17 ǁ Selangkah Lebih Dekat?

946 114 9
                                    

▬▬▬▬▬▬▬▬▬▬

Selangkah Lebih Dekat

▬▬▬▬▬▬▬▬▬▬

Pintu kaca yang dibuka membuat Beryl meluruskan pandang. Angin malam berembus, mengaburkan asap rokok di sela jemari. Tatapan laki-laki itu tertuju pada seorang perempuan berkaus putih lengan pendek dengan jeans biru yang baru keluar. Untuk sesaat perempuan itu berdiri kaku di sana, balik menatap Beryl selama dua detik sebelum bergerak menuruni tangga satu persatu.

Tatapan Beryl berpindah pada kandang besi mini berisi iguana yang perempuan itu bawa. Tidak ada kata terucap dari bibirnya. Hingga ketika jarak mereka hanya bersisa lima langkah, Beryl bangkit dari duduknya. Rokok di sela jemari ia jatuhkan. Kakinya bergerak menghadang perempuan itu.

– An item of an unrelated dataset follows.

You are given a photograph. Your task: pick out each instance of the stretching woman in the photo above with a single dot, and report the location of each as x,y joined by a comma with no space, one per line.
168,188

Sekarang mereka berhadapan. Simfoni yang semula berjalan seraya menunduk kini mendongak. "Kenapa?" tanya perempuan itu karena Beryl justru bergeming.

Tatapan mereka bertemu lagi dan Simfoni kembali memutuskan. Ia mengalihkan mata, ke mana saja asal tak menatap obsidian itu. Beryl tidak menatap tajam atau menuntut. Dia hanya menatap biasa, tetapi Simfoni merasa terintimidasi.

Beryl sendiri belum mau mengalihkan mata ke mana pun. Ia pindai wajah di hadapannya, seolah tengah menguliti ekspresi yang perempuan itu miliki. Bukan tanpa sebab Beryl berlaku seperti itu. Dia hanya ingin memastikan bahwa perempuan itu sudah baik-baik saja.

Sejak kejadian Jumat malam, Beryl belum sempat bertemu dengan Simfoni. Dua hari ini dia dihadapkan dengan banyak hal hingga tidak memiliki waktu untuk sekadar memastikan bagaimana keadaan perempuan itu.

Oke, Beryl memang tidak berkewajiban memastikan keadaan Simfoni. Tetapi tidak ada salahnya, kan, peduli pada perempuan itu? Walau bagaimana pun, hal yang menimpa Cyrin dan Simfoni sedikit banyaknya ada sangkut pautnya dengan dirinya.

Saking banyaknya hal yang harus Beryl lakukan, nama Simfoni sempat luput dari kepalanya. Dia sempat lupa jika selain Cyrin, ada pula Simfoni yang menjadi korban—meski tidak secara teknis, karena kata Cyrin, Simfoni justru orang yang telah menolongnya. Hingga tadi, ketika dia dititahkan sang mama untuk mengambil kucing adiknya di sebuah petshop, laki-laki itu bertemu Simfoni. Ya, sebuah ketidaksengajaan yang mampu mengingatkan laki-laki itu jika ada Simfoni yang harus ia pastikan keadaannya.

Mereka tidak sempat mengobrol di dalam hingga Beryl memutuskan untuk menunggu Simfoni di sini.

"Lo udah nggak apa-apa?" ujar Beryl setelah yakin jika perempuan di hadapannya baik-baik saja.

Seakan bisa memahami maksud Beryl, Simfoni mengangguk. Ingatannya sempat kembali pada kejadian Jumat malam. Saat itu mungkin keadaannya memang benar-benar memprihatinkan hingga Beryl harus memastikan keadaan Simfoni sekarang. "Aku nggak apa-apa."

Beryl mengembuskan napas, tampak lega. "Syukur kalo lo nggak apa-apa," tukasnya. "Sorry gue baru sempet nanyain kabar lo sekarang."

Simfoni tersenyum kecil. Ia menggeleng. "Nggak apa-apa." Lagi pula, itu bukan kewajiban Beryl, kan? Tidak ingin berlama-lama, Simfoni lantas berpamitan. Malam kian merambat naik, dan ayah tak pernah suka jika putrinya pulang malam. "Aku duluan."

"Eh," Beryl refleks menahan ketika Simfoni berjalan. "Balik bareng gue aja."

"Nggak usah, aku bisa pulang sendiri," tolaknya seperti biasa.

"Ya, siapa juga yang bilang lo nggak bisa balik sendiri." Beryl tampak senewen. Tampangnya yang tadi kalem berubah jengkel. Ia masih belum terbiasa pada penolakan Simfoni meski perempuan itu sudah sering melakukannya. "Udah, deh, nggak usah pake nolak-nolak segala. Ini udah malem, dan bukan nggak mungkin kalo lo ketemu anak Cendana lagi. Emang lo mau digangguin lagi sama mereka?"